When I was an inmate of IIT KGP hostel during my student days, it was always difficult for me to be alone. I always had people, friends around me. Even during study time, I would go to someone’s room and study. I really didn’t know why. No, I was not scared of anything but yes, there was a certain element of comfort when I had others around me.
Over the years, this continued. I was always a people’s person. Talking, conducting meetings, giving presentations, convincing people to think the way I do, has been part and parcel of a major portion of my professional life. I loved travelling all over the world, meet the best of minds in business, well-known dignitaries, share my thoughts with them, more importantly learnt a lot from most of them. There were years in my professional life wherein I would have travelled over 250 days in a year to different countries, in different time zones, mostly all by myself. I used to say jocularly, that I saw Madame Tussaud, on my 14th visit to London. Never found time to do that earlier. That was my life.

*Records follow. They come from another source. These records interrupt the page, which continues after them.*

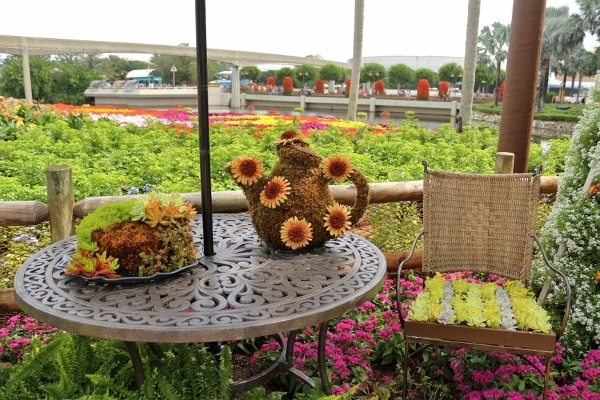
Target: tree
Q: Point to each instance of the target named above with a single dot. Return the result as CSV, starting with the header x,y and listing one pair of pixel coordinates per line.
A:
x,y
186,66
451,72
423,89
320,86
469,74
379,88
282,73
483,78
251,72
588,20
306,73
359,19
577,62
554,27
116,68
333,74
371,72
426,73
288,85
443,89
521,80
401,74
493,50
58,80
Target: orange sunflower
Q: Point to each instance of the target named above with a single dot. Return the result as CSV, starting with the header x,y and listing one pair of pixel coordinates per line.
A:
x,y
337,167
337,220
247,170
296,233
275,192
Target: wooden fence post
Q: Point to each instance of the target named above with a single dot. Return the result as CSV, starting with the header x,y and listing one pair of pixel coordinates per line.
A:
x,y
59,183
505,163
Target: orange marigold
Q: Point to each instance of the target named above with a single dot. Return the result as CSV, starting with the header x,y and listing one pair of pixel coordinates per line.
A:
x,y
337,167
247,170
275,192
296,233
337,220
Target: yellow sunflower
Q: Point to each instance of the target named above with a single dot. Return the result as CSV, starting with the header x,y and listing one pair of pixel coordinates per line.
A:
x,y
296,233
247,170
337,167
337,220
275,192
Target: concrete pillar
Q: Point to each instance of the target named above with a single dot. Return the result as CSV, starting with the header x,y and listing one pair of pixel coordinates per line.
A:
x,y
26,72
235,87
453,110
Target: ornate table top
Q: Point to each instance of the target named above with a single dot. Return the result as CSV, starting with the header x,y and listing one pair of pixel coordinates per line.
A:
x,y
245,290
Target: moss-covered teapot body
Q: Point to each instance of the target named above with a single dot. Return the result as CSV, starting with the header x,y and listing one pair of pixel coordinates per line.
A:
x,y
292,208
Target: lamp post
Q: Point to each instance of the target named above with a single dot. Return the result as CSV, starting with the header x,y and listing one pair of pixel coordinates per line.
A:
x,y
371,74
303,74
173,70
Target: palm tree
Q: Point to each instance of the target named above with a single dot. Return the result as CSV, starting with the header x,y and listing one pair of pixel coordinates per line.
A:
x,y
493,50
359,19
564,48
588,19
577,64
554,27
466,101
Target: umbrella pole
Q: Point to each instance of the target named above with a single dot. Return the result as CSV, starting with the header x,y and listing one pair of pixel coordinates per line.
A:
x,y
205,182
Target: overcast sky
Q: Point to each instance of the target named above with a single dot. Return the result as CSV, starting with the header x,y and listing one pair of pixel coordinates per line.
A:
x,y
299,28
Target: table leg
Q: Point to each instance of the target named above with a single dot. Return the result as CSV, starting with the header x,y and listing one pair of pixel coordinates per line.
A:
x,y
321,357
285,363
136,360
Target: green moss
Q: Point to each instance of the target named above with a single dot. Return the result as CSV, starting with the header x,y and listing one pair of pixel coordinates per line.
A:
x,y
102,217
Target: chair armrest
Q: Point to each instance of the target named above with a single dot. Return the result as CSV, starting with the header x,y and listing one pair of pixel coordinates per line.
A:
x,y
398,286
565,282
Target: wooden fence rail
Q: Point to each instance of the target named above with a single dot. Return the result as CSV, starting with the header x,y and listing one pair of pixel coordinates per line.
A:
x,y
63,212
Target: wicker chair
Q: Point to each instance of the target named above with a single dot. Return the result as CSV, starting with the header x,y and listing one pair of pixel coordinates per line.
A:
x,y
482,223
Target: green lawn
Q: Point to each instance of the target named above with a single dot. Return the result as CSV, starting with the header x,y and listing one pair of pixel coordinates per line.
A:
x,y
550,112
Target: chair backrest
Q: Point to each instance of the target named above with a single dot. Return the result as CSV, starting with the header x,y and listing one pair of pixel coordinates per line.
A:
x,y
479,222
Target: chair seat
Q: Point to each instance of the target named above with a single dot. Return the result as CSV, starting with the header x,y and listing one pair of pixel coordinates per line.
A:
x,y
497,339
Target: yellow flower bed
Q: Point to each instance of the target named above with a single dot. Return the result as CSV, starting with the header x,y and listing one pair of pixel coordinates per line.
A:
x,y
458,301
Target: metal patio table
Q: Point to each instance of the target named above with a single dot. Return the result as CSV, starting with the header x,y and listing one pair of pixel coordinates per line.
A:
x,y
243,291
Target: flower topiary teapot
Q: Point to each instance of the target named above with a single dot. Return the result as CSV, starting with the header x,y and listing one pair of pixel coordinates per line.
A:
x,y
292,208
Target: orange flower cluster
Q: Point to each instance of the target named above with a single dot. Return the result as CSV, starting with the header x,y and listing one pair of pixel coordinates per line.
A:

This lasted for about 8years. God has been really kind to me for giving me this exposure.
Then came a point of time in life, when I started growing and evolving as a person, horizontally, from growing vertically. Vertical growth had given me huge professional landmarks and achievements, but horizontal growth led me to the path of self-discovery. Then I began the process of self actualisation. Once you start doing that and it happened to me naturally, as most of the things had happened earlier, I just wanted to be with myself. That’s when I realized and absorbed actualisation process. The ‘high’ of being ‘alone’ but never ‘lonely,’ dawned on me. Questions about understanding ‘self,’ and who I am, became a dominant part of my journey. It attracted me hugely. This was the time when I frequently travelled to Bhutan and fell in love with that place, enjoying my solitude. The same guy who used to go to his friend’s room to study, travelled without work, for 8 to 10 days, to Bhutan, all by himself and was mentally occupied completely. I saw things of life from a different perspective, that I had never seen before. A complete transformation thus happened.
Floating, thin clouds, crossing the huge mountains, fearlessly and traversing its path, was an endearing sight for me, every morning in Thimpu, the capital of Bhutan. Today, as I sit on my 54th floor apartment terrace in Dubai, watch both the tall buildings, large number of tiny looking cars on the roads, as well as the expanse of the vast sky, the half-moon and admire my ‘alone-ness,’ it feels lovely and makes all my energies return with renewed vigour of strategic thoughts and intellectual journeys of life, which I have lived and God willing, would live a bit more.